JetsonHacks

Developing on NVIDIA® Jetson™ for AI on the Edge

Jetson Orin + RealSense in 5 minutes

The JetsonHacks Github repository offers kernel modules which allow you to install and run a RealSense camera in around 5 minutes. Looky here:

Background

The Intel RealSense cameras were some of the pioneers in affordable RGBD cameras. RGBD meaning Color + Depth. In addition to a pair of infrared cameras, RealSense Cameras like the D435i use an infrared laser projector to help illuminate indoor scenes. This allows for better performance in low light situations. The RealSense cameras have on board compute to help build the depth map and overlaying the RGB camera image for a point cloud.

For several different computers, the RealSense cameras offer a near plug and play experience using the RealSense SDK. For the Jetsons, it’s always been a little bit more trouble to run natively. There is a work around which allows you to use the RealSense SDK from user space on the Jetson. But there is a tradeoff in speed and accuracy which Intel warns against in a production environment.

Prior to JetPack 6, in order to run RealSense natively you had to patch and recompile the kernel and enable some kernel modules on the Jetson. Let’s say this was unfun, and the user had to know a little more than they should to get things running smoothly.

A nicer solution

With the advent of JetPack 6, the game changed. The important RealSense changes all happen in loadable modules, which means the user doesn’t need to build and install a new kernel. So as long as we have the new pre-built modules, the install is straight forward.

What you need

To get started, you’ll need:

  1. Your Jetson; Jetson Orin Nano (Super) Developer Kit or Jetson AGX Orin Developer Kit
  2. RealSense Camera, such as a RealSense D435i (Amazon Link)
  3. An Internet connection

If you really want to build the kernel modules …
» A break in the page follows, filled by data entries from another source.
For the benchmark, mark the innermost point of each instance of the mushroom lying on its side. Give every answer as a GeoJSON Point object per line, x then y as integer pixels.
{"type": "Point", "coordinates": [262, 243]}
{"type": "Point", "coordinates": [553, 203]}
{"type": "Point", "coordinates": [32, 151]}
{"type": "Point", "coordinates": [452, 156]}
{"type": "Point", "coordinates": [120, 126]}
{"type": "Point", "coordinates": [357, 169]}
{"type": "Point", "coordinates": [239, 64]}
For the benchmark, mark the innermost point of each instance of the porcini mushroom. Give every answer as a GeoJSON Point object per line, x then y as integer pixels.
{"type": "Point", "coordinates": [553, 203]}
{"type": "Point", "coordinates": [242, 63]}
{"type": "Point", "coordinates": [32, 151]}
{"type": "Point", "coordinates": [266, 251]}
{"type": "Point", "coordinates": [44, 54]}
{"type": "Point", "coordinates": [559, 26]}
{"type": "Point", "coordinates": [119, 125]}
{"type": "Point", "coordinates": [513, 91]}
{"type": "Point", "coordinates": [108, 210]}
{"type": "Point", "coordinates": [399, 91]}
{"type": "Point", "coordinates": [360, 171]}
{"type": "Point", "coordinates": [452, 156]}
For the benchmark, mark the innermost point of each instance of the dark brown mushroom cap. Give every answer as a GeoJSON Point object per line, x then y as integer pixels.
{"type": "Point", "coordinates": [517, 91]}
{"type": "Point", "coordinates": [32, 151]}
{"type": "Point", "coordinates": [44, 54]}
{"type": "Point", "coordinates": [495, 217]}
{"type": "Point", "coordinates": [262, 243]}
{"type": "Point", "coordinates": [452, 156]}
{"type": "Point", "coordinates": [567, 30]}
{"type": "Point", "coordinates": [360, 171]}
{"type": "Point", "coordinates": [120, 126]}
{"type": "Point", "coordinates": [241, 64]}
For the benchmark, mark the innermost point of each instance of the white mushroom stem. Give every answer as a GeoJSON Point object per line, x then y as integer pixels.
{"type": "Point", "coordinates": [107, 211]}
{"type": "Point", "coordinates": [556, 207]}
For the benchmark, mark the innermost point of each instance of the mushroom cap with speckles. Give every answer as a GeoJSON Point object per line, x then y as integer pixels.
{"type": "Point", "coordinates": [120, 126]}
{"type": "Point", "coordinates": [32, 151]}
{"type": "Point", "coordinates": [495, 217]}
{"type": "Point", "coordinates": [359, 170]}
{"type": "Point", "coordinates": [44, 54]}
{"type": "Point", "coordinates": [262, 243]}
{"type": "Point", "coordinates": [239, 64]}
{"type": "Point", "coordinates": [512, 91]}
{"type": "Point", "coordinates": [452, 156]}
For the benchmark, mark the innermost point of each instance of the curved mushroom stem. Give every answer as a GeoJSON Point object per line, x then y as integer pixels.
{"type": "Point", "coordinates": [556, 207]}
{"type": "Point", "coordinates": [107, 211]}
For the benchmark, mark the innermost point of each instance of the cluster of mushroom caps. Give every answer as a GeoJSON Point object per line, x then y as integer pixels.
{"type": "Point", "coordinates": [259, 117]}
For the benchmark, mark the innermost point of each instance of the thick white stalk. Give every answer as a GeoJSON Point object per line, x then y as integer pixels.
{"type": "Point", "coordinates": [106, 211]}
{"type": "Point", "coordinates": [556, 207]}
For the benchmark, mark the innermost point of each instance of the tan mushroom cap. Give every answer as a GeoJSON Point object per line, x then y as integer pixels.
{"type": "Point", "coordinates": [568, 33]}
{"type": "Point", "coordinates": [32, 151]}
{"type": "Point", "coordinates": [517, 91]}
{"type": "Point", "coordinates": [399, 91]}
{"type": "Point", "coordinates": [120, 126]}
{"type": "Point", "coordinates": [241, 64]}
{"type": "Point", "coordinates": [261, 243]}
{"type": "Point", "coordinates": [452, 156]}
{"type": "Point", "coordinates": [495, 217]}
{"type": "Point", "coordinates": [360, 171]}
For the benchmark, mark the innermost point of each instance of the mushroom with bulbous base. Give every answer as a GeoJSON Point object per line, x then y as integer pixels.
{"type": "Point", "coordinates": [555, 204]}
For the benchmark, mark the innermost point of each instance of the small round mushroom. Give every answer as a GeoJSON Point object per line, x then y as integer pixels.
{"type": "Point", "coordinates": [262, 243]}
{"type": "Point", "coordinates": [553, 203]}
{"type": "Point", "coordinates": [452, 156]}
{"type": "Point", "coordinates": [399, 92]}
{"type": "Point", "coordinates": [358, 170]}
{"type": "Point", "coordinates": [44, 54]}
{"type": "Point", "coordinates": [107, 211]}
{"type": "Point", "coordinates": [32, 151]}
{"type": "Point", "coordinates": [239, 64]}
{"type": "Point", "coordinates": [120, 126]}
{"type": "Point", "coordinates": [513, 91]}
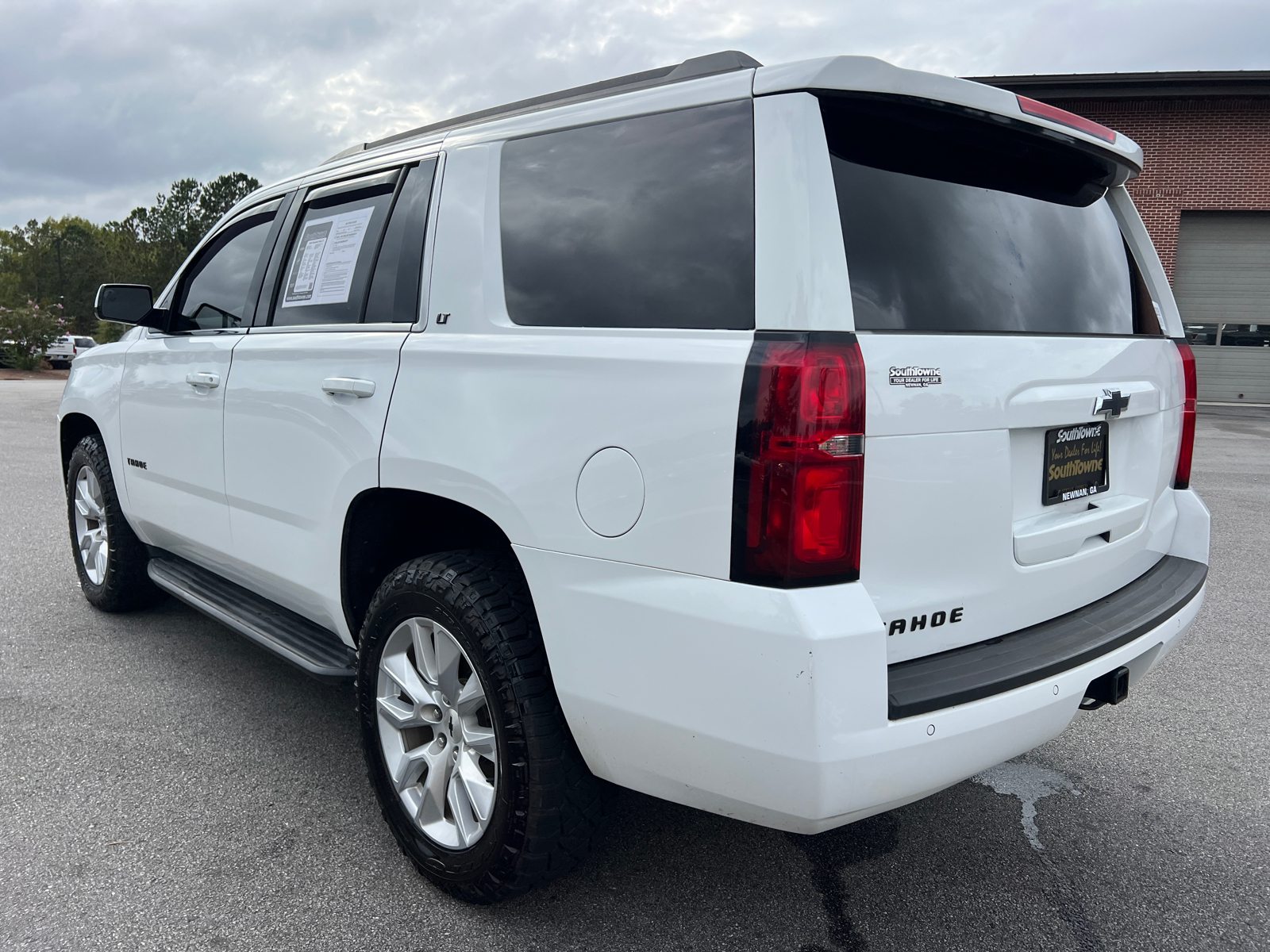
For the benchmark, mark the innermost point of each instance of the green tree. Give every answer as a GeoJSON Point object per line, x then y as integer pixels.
{"type": "Point", "coordinates": [64, 260]}
{"type": "Point", "coordinates": [27, 332]}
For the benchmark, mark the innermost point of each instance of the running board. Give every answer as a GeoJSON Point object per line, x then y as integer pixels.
{"type": "Point", "coordinates": [310, 647]}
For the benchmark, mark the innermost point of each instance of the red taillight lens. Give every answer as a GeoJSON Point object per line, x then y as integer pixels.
{"type": "Point", "coordinates": [1045, 111]}
{"type": "Point", "coordinates": [1191, 390]}
{"type": "Point", "coordinates": [799, 482]}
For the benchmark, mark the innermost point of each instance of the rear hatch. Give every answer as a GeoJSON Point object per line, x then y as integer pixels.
{"type": "Point", "coordinates": [1022, 400]}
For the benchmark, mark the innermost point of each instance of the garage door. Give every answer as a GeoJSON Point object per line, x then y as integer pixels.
{"type": "Point", "coordinates": [1222, 285]}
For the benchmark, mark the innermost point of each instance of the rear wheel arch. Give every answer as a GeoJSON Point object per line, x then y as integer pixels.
{"type": "Point", "coordinates": [387, 527]}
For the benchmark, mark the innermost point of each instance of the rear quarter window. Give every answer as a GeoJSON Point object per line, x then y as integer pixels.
{"type": "Point", "coordinates": [645, 222]}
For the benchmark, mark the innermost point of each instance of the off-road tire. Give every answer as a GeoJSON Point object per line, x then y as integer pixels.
{"type": "Point", "coordinates": [126, 585]}
{"type": "Point", "coordinates": [549, 809]}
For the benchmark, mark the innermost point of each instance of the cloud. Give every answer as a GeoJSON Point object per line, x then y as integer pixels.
{"type": "Point", "coordinates": [103, 105]}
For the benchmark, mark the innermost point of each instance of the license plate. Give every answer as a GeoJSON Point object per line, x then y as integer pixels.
{"type": "Point", "coordinates": [1076, 463]}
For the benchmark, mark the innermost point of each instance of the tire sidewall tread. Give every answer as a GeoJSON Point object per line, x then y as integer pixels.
{"type": "Point", "coordinates": [549, 808]}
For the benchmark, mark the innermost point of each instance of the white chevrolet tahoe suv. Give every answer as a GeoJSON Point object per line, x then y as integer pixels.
{"type": "Point", "coordinates": [791, 442]}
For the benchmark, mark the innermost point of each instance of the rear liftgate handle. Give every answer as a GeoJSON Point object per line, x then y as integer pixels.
{"type": "Point", "coordinates": [349, 386]}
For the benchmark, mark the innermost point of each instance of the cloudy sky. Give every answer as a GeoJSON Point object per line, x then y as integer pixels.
{"type": "Point", "coordinates": [103, 105]}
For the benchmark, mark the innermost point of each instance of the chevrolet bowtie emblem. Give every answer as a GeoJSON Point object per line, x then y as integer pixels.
{"type": "Point", "coordinates": [1111, 404]}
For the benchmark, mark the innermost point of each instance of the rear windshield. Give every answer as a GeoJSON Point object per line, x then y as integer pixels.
{"type": "Point", "coordinates": [952, 225]}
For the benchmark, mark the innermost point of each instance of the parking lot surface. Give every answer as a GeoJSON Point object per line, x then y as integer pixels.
{"type": "Point", "coordinates": [167, 785]}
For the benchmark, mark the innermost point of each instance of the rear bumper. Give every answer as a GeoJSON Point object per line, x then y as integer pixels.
{"type": "Point", "coordinates": [772, 706]}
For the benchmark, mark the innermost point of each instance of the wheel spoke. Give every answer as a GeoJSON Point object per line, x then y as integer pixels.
{"type": "Point", "coordinates": [471, 696]}
{"type": "Point", "coordinates": [479, 791]}
{"type": "Point", "coordinates": [425, 654]}
{"type": "Point", "coordinates": [461, 809]}
{"type": "Point", "coordinates": [448, 655]}
{"type": "Point", "coordinates": [399, 714]}
{"type": "Point", "coordinates": [432, 806]}
{"type": "Point", "coordinates": [410, 767]}
{"type": "Point", "coordinates": [403, 673]}
{"type": "Point", "coordinates": [479, 739]}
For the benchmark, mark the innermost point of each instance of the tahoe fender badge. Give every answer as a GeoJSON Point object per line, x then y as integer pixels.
{"type": "Point", "coordinates": [914, 376]}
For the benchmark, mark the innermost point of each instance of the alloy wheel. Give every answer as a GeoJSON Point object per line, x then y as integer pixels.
{"type": "Point", "coordinates": [92, 537]}
{"type": "Point", "coordinates": [437, 734]}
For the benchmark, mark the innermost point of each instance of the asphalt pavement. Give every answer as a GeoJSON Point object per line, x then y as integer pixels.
{"type": "Point", "coordinates": [167, 785]}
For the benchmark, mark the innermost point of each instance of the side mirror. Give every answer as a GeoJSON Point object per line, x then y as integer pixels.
{"type": "Point", "coordinates": [126, 304]}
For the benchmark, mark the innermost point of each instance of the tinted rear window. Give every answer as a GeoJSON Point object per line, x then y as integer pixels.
{"type": "Point", "coordinates": [645, 222]}
{"type": "Point", "coordinates": [1041, 253]}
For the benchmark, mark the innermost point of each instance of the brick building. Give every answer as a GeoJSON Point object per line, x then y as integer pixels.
{"type": "Point", "coordinates": [1204, 196]}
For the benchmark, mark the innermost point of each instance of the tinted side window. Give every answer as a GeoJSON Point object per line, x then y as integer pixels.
{"type": "Point", "coordinates": [332, 257]}
{"type": "Point", "coordinates": [215, 290]}
{"type": "Point", "coordinates": [645, 222]}
{"type": "Point", "coordinates": [395, 287]}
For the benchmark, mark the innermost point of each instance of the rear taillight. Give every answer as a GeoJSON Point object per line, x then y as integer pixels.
{"type": "Point", "coordinates": [1045, 111]}
{"type": "Point", "coordinates": [1187, 443]}
{"type": "Point", "coordinates": [800, 441]}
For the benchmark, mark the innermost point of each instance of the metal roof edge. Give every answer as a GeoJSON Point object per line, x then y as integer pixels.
{"type": "Point", "coordinates": [694, 67]}
{"type": "Point", "coordinates": [1134, 86]}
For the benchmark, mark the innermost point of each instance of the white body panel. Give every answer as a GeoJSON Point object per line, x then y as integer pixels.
{"type": "Point", "coordinates": [177, 429]}
{"type": "Point", "coordinates": [770, 706]}
{"type": "Point", "coordinates": [93, 390]}
{"type": "Point", "coordinates": [296, 456]}
{"type": "Point", "coordinates": [952, 480]}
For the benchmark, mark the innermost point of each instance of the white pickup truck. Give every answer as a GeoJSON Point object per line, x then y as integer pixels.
{"type": "Point", "coordinates": [65, 349]}
{"type": "Point", "coordinates": [791, 442]}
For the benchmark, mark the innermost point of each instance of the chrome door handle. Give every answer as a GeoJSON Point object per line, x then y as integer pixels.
{"type": "Point", "coordinates": [348, 385]}
{"type": "Point", "coordinates": [203, 380]}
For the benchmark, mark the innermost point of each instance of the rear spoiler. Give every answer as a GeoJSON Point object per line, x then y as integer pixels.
{"type": "Point", "coordinates": [865, 74]}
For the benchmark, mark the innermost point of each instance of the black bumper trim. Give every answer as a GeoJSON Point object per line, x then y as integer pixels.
{"type": "Point", "coordinates": [1039, 651]}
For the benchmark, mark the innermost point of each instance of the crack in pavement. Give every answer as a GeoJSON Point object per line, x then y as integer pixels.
{"type": "Point", "coordinates": [1032, 784]}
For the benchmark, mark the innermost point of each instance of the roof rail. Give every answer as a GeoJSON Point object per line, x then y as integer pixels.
{"type": "Point", "coordinates": [710, 65]}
The JetsonHacks Github repository has a build directory which contains instructions on how to patch and build the modules. Follow the directions there, we also do a walk through in the video above.

5 Minute Install

The key to the 5 minute install is the pre-built kernel modules which enables you to install and use the RealSense SDK from a Debian package.

Read through the README file in JetsonHacks Github repository for step by step directions. The outline is:

  1. Untar the modules
  2. Make sure the checksums match
  3. Switch to the install_modules directory
  4. Run install-realsense-modules.sh
  5. Register the Intel Librealsense public key
  6. Add the server to your Ubuntu repositories
  7. Install librealsense2-utils
  8. Install librealsense2-dev
  9. Run realsense-viewer to verify everything works
  10. Update the camera firmware if needed

Camera Format Changes

The patches for the kernel modules add depth camera frame format information, and frame accurate metadata for a variety of functions, such as IMUs. The camera formats added are:

  1. Greyscale 16 L/R (Y16I)
    • FourCC: V4L2_PIX_FMT_Y16I
    • Description: Interleaved 16-bit greyscale format, typically for left/right stereo data.
    • GUID: UVC_GUID_FORMAT_Y16I
  2. Depth data 16-bit (D16)
    • FourCC: V4L2_PIX_FMT_Z16
    • Description: 16-bit depth data (mapped to the same pixel format as Z16 but with a distinct GUID).
    • GUID: UVC_GUID_FORMAT_D16
  3. Packed raw data 10-bit (W10)
    • FourCC: V4L2_PIX_FMT_W10
    • Description: 10-bit packed raw data, formatted as 8888[2222] (likely 8-bit groups with 2-bit padding).
    • GUID: UVC_GUID_FORMAT_W10
  4. Confidence data (C )
    • FourCC: V4L2_PIX_FMT_CONFIDENCE_MAP
    • Description: Packed confidence data (two pixels per byte, [44] format), often paired with depth data.
    • GUID: UVC_GUID_FORMAT_CONFIDENCE_MAP
  5. Raw data 8-bit (RAW8)
    • FourCC: V4L2_PIX_FMT_GREY
    • Description: 8-bit monochrome raw data, often used in fisheye or IR cameras.
    • GUID: UVC_GUID_FORMAT_RAW8
  6. Raw data 16-bit (RW16)
    • FourCC: V4L2_PIX_FMT_RW16
    • Description: 16-bit raw data (legacy format for backward compatibility).
    • GUID: UVC_GUID_FORMAT_RW16
  7. 16-bit Bayer BGBG/GRGR
    • FourCC: V4L2_PIX_FMT_SBGGR16
    • Description: 16-bit Bayer pattern (BGGR ordering), typically for raw sensor data.
    • GUID: UVC_GUID_FORMAT_BAYER16
  8. Z16 Huffman Compression (Z16H)
    • FourCC: V4L2_PIX_FMT_Z16H
    • Description: 16-bit depth data with custom Huffman compression.
    • GUID: UVC_GUID_FORMAT_Z16H
  9. Frame Grabber (FG )
    • FourCC: V4L2_PIX_FMT_FG
    • Description: Format for frame grabber data (specific use case unclear, possibly diagnostic).
    • GUID: UVC_GUID_FORMAT_FG
  10. SR300 Depth/Confidence (INZC)
    • FourCC: V4L2_PIX_FMT_INZC
    • Description: Planar format combining depth and confidence data, specific to SR300 cameras.
    • GUID: UVC_GUID_FORMAT_INZC
  11. Relative IR (PAIR)
    • FourCC: V4L2_PIX_FMT_PAIR
    • Description: Relative infrared data, likely for stereo IR processing.
    • GUID: UVC_GUID_FORMAT_PAIR

These formats are added to support advanced imaging devices, such as Intel RealSense cameras (e.g., D435, SR300), which use VCSEL-based projectors for depth sensing.

Notes

In the video, the installation is being shown on a NVIDIA Jetson Orin Nano Super Developer Kit. The Intel RealSense D435i camera is attached to the Jetson.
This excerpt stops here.